Sunday, November 24, 2013

Plume & Atwood Dam

PHOTOGRAPHER'S JOURNAL:  What value could these old mill buildings possibly have? Friday's Waterbury Republican-American carried the news of their demolition.  A link at the end of this note connects to a short slide show of the demolition and some notes about the site's history.

The buildings, in Thomaston, were built before the Civil War by Seth Thomas for his clock company. Seth Thomas was a joiner and a pioneer manufacturer of wooden clocks. Affordable clocks were changing time, and by the 1850s the times demanded clocks of metal.
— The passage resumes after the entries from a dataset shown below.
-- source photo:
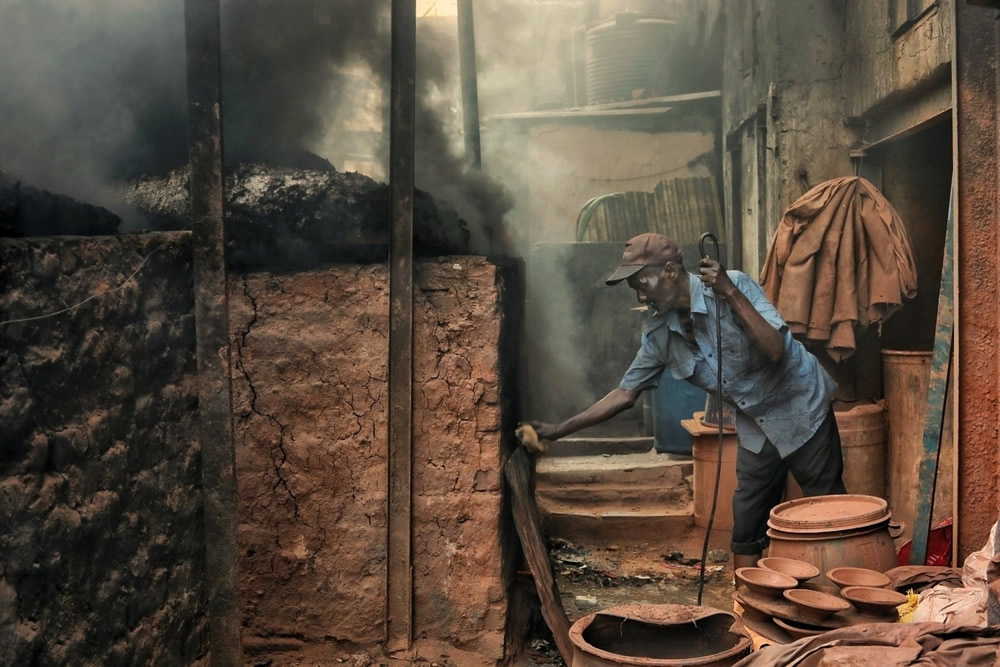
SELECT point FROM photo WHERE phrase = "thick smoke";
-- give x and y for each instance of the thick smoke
(93, 93)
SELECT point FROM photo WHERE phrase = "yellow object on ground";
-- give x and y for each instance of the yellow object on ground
(908, 608)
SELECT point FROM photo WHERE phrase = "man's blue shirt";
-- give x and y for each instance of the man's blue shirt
(784, 401)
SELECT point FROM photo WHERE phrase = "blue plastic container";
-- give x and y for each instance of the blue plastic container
(674, 400)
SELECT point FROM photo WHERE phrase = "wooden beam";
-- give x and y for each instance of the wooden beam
(211, 305)
(517, 470)
(399, 568)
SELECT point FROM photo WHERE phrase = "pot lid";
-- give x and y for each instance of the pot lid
(820, 514)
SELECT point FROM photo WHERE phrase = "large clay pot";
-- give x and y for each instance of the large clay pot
(833, 531)
(663, 635)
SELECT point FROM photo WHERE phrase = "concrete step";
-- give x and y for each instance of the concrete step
(596, 446)
(616, 524)
(647, 468)
(618, 498)
(623, 495)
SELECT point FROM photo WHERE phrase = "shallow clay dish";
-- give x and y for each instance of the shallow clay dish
(799, 569)
(870, 601)
(814, 606)
(753, 614)
(765, 582)
(799, 630)
(857, 576)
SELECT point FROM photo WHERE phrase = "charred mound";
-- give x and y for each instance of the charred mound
(30, 211)
(286, 219)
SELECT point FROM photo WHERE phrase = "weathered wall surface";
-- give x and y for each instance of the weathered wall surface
(977, 267)
(884, 67)
(311, 403)
(102, 548)
(782, 114)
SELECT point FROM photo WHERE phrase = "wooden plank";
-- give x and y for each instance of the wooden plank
(399, 566)
(215, 413)
(518, 473)
(937, 392)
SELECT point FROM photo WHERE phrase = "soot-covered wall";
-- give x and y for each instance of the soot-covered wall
(310, 396)
(101, 551)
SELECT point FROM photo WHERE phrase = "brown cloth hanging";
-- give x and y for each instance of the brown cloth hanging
(840, 258)
(886, 645)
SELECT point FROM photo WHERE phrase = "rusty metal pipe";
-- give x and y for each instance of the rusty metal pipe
(399, 570)
(215, 413)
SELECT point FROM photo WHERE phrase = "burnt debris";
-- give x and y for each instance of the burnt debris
(286, 219)
(30, 211)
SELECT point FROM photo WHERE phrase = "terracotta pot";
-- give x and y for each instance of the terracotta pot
(833, 531)
(658, 636)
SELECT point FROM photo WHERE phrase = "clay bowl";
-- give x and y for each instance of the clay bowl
(765, 582)
(799, 569)
(878, 602)
(857, 576)
(815, 606)
(750, 612)
(799, 630)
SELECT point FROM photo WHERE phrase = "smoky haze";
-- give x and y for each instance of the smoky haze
(94, 93)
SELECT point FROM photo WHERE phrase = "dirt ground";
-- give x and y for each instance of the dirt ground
(593, 578)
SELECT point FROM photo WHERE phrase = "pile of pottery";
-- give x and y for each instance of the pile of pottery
(779, 602)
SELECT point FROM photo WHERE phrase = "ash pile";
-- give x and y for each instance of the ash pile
(287, 219)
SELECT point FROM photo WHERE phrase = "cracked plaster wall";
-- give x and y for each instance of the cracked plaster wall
(101, 554)
(310, 400)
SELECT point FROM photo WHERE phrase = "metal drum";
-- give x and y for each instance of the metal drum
(833, 531)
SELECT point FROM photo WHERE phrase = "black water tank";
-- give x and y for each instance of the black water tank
(622, 54)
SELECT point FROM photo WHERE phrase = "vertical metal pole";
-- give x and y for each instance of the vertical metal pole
(470, 87)
(399, 569)
(937, 392)
(204, 78)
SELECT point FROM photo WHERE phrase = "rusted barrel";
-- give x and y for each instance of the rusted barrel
(862, 431)
(658, 635)
(833, 531)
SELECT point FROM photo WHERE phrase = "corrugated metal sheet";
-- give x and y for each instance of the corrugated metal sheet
(681, 208)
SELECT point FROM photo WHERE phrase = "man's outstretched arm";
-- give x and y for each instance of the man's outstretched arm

My understanding is that the key building of the new site was a rolling mill to roll brass for Seth Thomas clocks.

The buildings had been decaying for years. One had fallen before I began photographing here, and another fell at the beginning of the summer. The end had been coming for many years.

I'm not privy to the plans for the site where the buildings stood, and there may be a wonderful vision I'll welcome, but I'm mindful of Henry James warning that it takes a lot of history to make a little tradition, and I'm aware that every brick in this old factory carried the measure of a bricklayer's hand. 

Places that connect the region to our Brass Valley past are quickly becoming as scarce  as ironworks in the hill towns. This mill, situated next to the Naugatuck Railroad Museum and with access to a beautiful riverfront and nearly adjacent to Thomaston restaurants, seems to me to be an opportunity sadly missed at the picturesque, historic mill town with the distinctive towers.